Support for Hamas was also evident outside the Nasser mosque in Ramallah a few hours earlier, when hundreds of worshippers protested after dawn prayers against Israel's war on Gaza.
Prime Minister Benjamin Netanyahu's pledge to completely destroy Hamas appears a distant goal, with heavily armed militants entrenched in tunnels stretching hundreds of miles beneath Gaza.
The truce, which allows the exchange of Israeli detainees and Palestinian prisoners, continues for a seventh day, and efforts to extend it as international pressure for a permanent ceasefire grows.
Bloomberg says Netanyahu's biggest problem is the support Hamas enjoys in the occupied West Bank, which is ruled by Mahmoud Abbas's Palestinian Authority.
Interviews with dozens of Palestinians suggest that events over the past eight weeks have strengthened Hamas's standing and weakened Abbas's "more moderate" administration.

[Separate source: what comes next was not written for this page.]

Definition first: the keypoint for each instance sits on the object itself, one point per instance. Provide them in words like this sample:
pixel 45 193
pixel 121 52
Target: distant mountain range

Hamas cannot be eliminated
Ghassan al-Khatib, a former Palestinian minister of labor and lecturer at Birzeit University in the Gaza Strip, told the newspaper that "Hamas in the West Bank has become more popular, more important and strong, while the Palestinian Authority has become more marginalized and less popular. You can't eliminate Hamas. "As long as the political root is not addressed, these rounds of violence will continue."
A poll published this month by the Arab World Research and Development Group, a Palestinian polling group, found that 83 percent of 391 respondents in the West Bank supported what the Palestinian resistance did in the Gaza Strip on Oct. 7.
Khaled Rudil, a teacher in the West Bank, said: "Hamas is on our side."
Israel withdrew its forces from Gaza and demolished its settlements there in 2005. The following year's Palestinian legislative elections (2006), saw Hamas win the legislative elections and form a government headed by Hamas after the PLO's Fatah movement dominated the authority.
In 2007, Hamas took full control of the Gaza Strip and has ruled there ever since.